Research Article
Research Article
Anchonidium selvanum sp. nov. (Coleoptera, Curculionidae, Molytinae) from northern Portugal
expand article infoChristoph Germann§, Carlo Braunert|
‡ Naturhistorisches Museum Basel, Basel, Switzerland
§ Switzerland and Naturhistorisches Museum Bern, Bern, Switzerland
| Musée National d’Histoire Naturelle de Luxembourg, Luxembourg, Luxembourg
Open Access


The fourth species of Anchonidium sensu stricto from Western Europe is described, photographed and compared with its congeners; an updated key of the genus is given. The habitat in the northern mountain chains in Portugal in the native Quercus mountain forests is characterized and illustrated.

Key Words

Molytinae, Typoderini, morphology, taxonomy, ancient forest, Quercus forest


The genus Anchonidium Bedel, 1884 comprises at present five species. Three of them in Western Europe (A. unguiculare (Aubé, 1850), A. braunerti Germann, 2020 and A. spathiferum Germann, 2020) belonging to Anchonidium sensu stricto. Furthermore, two morphologically deviating species from the Caucasus region (A. caucasicum (Motschulsky, 1845), A. perpensum Faust, 1886) recently re-defined by Hlaváč (2020) are clearly belonging to another genus within the Tribe Typoderini, and they were therefore termed preliminarily as Anchonidium sensu lato by Germann (2020). Anchonidium had also been used as a wastebasket to harbor superficially similar species from Africa.

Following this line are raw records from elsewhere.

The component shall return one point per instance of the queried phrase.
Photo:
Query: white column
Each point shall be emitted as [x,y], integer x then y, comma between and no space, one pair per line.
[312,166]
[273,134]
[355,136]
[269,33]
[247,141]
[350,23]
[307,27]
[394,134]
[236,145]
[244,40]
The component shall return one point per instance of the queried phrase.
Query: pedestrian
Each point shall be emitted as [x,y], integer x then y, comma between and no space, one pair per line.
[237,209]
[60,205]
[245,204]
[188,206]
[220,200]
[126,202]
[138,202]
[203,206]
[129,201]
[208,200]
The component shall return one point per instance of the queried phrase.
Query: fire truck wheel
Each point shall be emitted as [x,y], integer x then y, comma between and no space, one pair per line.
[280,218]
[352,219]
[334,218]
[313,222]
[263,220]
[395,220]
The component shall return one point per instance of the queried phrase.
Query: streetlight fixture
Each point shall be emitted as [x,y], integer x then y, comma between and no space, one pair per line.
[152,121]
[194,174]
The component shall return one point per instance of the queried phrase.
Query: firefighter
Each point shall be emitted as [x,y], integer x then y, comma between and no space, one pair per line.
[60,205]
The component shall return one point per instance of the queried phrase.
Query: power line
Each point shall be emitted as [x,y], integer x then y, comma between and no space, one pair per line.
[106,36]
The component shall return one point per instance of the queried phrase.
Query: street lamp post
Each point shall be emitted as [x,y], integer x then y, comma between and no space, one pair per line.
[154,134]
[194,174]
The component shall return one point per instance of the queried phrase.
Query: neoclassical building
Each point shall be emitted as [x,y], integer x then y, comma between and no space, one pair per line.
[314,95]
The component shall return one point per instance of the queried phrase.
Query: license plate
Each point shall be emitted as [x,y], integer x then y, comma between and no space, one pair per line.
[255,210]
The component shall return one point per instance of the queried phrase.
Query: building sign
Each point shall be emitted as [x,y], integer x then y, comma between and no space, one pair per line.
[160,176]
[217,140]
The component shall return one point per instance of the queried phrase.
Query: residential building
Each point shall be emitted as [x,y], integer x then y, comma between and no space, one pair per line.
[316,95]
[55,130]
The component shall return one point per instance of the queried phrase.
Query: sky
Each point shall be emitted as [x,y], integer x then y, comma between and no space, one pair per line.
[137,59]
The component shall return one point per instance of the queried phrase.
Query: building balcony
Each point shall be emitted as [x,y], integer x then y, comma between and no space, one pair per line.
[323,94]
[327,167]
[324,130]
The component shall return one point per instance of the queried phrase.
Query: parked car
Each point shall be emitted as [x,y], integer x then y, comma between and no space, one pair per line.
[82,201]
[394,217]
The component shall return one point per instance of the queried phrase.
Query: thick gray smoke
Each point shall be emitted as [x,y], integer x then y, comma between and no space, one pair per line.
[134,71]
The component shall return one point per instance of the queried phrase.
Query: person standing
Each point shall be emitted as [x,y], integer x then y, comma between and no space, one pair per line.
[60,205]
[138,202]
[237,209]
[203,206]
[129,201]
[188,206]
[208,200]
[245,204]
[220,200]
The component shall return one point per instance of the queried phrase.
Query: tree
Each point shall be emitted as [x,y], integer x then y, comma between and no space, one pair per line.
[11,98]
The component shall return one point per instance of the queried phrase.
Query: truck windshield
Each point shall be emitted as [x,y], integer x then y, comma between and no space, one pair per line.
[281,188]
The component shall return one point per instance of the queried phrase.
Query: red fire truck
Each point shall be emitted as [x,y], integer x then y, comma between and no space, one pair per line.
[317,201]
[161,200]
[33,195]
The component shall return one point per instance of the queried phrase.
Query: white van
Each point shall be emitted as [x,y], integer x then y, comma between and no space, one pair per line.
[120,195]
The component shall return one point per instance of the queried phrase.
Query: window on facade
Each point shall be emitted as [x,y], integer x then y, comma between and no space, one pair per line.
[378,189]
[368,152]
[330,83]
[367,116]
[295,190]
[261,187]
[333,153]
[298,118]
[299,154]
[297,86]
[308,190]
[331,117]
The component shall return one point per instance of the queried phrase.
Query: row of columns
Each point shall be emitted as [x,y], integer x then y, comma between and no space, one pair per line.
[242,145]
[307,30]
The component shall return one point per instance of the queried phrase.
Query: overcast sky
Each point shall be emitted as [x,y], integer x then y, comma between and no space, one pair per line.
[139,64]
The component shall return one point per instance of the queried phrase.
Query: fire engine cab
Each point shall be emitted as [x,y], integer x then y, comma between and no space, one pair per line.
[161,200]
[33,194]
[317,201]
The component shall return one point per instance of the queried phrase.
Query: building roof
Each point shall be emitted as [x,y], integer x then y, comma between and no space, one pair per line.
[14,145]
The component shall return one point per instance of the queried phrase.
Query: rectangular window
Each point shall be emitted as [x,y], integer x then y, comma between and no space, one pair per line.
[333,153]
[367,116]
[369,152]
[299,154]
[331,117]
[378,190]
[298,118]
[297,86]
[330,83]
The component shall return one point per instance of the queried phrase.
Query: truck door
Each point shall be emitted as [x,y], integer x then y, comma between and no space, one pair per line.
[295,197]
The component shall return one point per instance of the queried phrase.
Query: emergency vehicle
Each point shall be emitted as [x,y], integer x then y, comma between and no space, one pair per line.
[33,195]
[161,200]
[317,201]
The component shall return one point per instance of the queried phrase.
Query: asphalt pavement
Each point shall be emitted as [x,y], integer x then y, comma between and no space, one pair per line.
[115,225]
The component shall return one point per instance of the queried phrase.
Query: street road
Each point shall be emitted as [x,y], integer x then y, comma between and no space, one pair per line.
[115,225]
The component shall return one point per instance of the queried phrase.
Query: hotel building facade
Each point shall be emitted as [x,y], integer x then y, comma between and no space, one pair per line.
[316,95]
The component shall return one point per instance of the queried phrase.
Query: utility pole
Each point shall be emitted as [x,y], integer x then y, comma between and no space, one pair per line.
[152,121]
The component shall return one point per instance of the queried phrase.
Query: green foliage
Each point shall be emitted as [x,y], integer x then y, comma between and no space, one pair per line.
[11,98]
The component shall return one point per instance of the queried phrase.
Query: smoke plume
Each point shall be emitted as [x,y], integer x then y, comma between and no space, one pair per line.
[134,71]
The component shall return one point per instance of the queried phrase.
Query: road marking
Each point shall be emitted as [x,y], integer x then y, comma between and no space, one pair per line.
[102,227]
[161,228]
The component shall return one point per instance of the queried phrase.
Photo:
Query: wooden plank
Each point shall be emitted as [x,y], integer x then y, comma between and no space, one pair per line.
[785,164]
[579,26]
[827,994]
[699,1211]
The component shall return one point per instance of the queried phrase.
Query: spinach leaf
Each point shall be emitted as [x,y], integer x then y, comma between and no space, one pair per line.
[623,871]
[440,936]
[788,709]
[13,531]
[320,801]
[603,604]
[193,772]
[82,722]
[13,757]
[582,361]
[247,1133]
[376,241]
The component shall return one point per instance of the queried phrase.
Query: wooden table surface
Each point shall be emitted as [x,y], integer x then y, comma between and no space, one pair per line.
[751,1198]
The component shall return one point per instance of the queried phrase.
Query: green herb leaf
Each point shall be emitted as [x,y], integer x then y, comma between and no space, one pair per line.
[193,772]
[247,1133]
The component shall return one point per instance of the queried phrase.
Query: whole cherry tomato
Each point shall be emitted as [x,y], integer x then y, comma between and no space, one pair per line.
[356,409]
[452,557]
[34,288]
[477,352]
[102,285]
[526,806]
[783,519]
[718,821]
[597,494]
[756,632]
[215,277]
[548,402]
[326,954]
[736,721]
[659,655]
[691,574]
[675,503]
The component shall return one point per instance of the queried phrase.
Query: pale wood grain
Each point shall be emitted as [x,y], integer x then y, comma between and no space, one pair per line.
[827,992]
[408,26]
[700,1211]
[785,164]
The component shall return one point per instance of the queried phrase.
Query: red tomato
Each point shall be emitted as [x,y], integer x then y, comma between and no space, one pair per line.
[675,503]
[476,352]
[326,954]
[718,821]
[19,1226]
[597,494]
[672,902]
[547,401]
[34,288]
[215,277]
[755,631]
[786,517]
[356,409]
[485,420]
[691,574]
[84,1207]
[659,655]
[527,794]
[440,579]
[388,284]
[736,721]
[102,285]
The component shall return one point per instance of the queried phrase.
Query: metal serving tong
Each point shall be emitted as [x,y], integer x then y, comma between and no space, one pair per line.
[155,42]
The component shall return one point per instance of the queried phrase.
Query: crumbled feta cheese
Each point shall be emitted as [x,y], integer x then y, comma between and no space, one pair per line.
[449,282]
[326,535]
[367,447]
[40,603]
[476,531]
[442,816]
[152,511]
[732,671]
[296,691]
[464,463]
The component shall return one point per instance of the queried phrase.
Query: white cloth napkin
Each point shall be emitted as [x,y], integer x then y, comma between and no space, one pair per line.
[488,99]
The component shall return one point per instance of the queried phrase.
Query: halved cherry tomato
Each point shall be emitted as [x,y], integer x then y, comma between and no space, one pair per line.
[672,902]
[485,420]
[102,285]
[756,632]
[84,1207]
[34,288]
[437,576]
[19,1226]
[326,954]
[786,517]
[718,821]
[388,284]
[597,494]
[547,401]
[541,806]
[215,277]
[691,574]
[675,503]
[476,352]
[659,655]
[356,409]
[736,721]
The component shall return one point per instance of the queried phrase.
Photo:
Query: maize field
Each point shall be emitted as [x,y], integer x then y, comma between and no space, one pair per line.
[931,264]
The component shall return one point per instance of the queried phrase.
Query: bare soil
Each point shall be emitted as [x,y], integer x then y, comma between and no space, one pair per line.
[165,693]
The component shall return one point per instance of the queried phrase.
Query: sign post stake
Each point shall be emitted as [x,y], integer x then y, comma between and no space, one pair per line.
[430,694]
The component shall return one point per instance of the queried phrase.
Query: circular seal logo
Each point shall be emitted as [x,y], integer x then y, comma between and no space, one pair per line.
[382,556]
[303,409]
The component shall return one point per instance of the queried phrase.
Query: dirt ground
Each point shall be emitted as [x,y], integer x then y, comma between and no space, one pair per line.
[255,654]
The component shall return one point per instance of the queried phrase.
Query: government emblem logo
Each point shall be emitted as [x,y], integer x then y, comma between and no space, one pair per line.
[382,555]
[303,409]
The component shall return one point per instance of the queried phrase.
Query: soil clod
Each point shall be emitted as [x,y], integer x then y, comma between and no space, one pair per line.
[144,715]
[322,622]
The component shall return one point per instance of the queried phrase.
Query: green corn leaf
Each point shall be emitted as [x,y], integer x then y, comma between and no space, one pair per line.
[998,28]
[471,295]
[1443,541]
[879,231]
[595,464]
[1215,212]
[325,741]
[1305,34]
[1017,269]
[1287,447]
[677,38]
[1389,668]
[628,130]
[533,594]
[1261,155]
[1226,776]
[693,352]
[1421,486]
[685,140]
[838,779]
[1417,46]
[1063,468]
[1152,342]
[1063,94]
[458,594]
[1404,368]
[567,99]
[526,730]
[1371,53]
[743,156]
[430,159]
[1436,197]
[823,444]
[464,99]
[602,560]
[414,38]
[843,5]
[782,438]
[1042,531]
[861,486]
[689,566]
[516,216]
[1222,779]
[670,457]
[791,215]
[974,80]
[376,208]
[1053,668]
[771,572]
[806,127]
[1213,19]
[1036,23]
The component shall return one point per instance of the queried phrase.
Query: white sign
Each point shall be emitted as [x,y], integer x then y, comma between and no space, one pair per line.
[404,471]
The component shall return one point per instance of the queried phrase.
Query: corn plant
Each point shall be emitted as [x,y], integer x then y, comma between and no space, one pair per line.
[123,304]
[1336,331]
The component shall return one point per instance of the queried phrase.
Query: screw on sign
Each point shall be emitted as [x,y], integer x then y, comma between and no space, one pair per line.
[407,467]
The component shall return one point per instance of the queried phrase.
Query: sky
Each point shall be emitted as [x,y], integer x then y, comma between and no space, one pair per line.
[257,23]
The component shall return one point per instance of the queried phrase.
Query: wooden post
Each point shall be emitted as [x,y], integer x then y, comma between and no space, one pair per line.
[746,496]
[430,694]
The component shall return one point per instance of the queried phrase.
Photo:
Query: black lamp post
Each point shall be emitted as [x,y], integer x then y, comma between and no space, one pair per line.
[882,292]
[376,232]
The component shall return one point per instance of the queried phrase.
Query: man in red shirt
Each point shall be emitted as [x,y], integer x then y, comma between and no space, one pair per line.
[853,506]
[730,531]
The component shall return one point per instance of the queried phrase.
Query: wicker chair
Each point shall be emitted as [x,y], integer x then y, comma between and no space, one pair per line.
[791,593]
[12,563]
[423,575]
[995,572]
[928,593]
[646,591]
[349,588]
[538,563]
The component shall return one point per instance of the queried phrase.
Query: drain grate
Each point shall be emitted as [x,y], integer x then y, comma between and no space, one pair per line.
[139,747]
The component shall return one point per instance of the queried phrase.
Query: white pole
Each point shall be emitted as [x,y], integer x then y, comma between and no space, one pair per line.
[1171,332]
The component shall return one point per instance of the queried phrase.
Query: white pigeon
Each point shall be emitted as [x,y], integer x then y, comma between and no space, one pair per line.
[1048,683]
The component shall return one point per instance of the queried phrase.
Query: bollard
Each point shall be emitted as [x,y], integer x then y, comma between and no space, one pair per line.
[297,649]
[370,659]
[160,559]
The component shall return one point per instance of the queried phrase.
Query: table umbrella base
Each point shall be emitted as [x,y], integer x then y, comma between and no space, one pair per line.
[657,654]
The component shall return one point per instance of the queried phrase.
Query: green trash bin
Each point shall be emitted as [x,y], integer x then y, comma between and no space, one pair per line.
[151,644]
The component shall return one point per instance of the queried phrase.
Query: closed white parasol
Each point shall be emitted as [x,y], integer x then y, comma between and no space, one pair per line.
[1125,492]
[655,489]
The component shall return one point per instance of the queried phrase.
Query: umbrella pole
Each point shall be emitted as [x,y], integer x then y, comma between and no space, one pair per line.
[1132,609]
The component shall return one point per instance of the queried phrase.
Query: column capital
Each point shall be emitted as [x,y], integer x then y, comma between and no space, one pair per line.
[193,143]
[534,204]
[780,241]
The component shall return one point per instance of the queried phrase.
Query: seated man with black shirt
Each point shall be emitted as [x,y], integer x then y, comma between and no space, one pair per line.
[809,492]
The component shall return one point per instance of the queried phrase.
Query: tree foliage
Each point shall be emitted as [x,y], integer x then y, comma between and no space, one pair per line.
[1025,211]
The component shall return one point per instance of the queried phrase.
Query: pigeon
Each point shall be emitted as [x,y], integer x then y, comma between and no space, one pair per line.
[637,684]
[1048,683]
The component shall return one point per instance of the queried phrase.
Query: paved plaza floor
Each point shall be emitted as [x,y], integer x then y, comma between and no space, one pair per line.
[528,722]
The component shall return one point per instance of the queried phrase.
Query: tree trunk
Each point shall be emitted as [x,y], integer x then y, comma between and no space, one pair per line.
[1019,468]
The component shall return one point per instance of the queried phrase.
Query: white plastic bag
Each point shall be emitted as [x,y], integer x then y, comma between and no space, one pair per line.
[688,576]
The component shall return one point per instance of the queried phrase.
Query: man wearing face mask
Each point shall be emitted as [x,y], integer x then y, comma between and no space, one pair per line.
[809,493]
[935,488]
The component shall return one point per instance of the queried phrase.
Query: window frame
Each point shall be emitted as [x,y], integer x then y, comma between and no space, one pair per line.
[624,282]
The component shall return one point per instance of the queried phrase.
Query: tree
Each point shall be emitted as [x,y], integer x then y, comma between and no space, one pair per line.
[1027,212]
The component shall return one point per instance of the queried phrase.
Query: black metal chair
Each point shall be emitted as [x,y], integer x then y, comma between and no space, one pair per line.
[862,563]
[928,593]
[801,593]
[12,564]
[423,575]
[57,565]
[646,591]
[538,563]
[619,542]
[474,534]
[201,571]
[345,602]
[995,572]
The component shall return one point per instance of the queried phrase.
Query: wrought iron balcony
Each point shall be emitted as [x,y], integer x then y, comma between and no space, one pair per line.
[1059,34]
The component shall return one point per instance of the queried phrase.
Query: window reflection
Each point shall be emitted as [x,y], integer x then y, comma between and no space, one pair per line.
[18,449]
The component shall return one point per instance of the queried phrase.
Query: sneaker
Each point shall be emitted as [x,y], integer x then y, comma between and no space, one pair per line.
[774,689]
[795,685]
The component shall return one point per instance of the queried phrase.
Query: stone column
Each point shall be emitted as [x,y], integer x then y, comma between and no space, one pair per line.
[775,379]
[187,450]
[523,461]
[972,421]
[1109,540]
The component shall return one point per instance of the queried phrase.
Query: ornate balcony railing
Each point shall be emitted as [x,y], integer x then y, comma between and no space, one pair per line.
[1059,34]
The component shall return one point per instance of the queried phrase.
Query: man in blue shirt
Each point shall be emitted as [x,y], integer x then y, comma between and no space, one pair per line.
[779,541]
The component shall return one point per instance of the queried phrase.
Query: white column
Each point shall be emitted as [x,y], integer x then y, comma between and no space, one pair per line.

Grebennikov (2018) started clarifying descriptions by Hoffmann (1965, 1968) and Hlaváč and Borovec (2022) erected the genus Oberprielerius Hlaváč & Borovec, 2022 (Cyclominae) to accommodate the former Anchonidium uniforme Voss, 1974 from South Africa.

We here focus on a new species of Anchonidium s. str. from northern Portugal, morphologically most closely related to Anchonidium spathiferum Germann, 2020 from Serra do Estrela. Germann (2020) already assumed that four specimens from Serra do Marão might belong to a new species. A collecting excursion into the northern mountain chains in Portugal finally allowed to study the variability of the new species, and helped understanding of the distribution patterns of A. unguiculare and A. selvanum sp. nov.

Material and methods

We provide the description of the new species in a condensed form. For details, we refer to the exhaustive redescription of the genus sensu stricto by Germann (2020). Main emphasis is set on the illustrating photos taken with a Keyence VHX-6000 photosystem at the Naturhistorisches Museum Basel (NMB). Photos of the genitalia were taken from objects embedded in glycerol. Body length was measured dorsally from the anterior margin of the pronotum to the apex of elytra.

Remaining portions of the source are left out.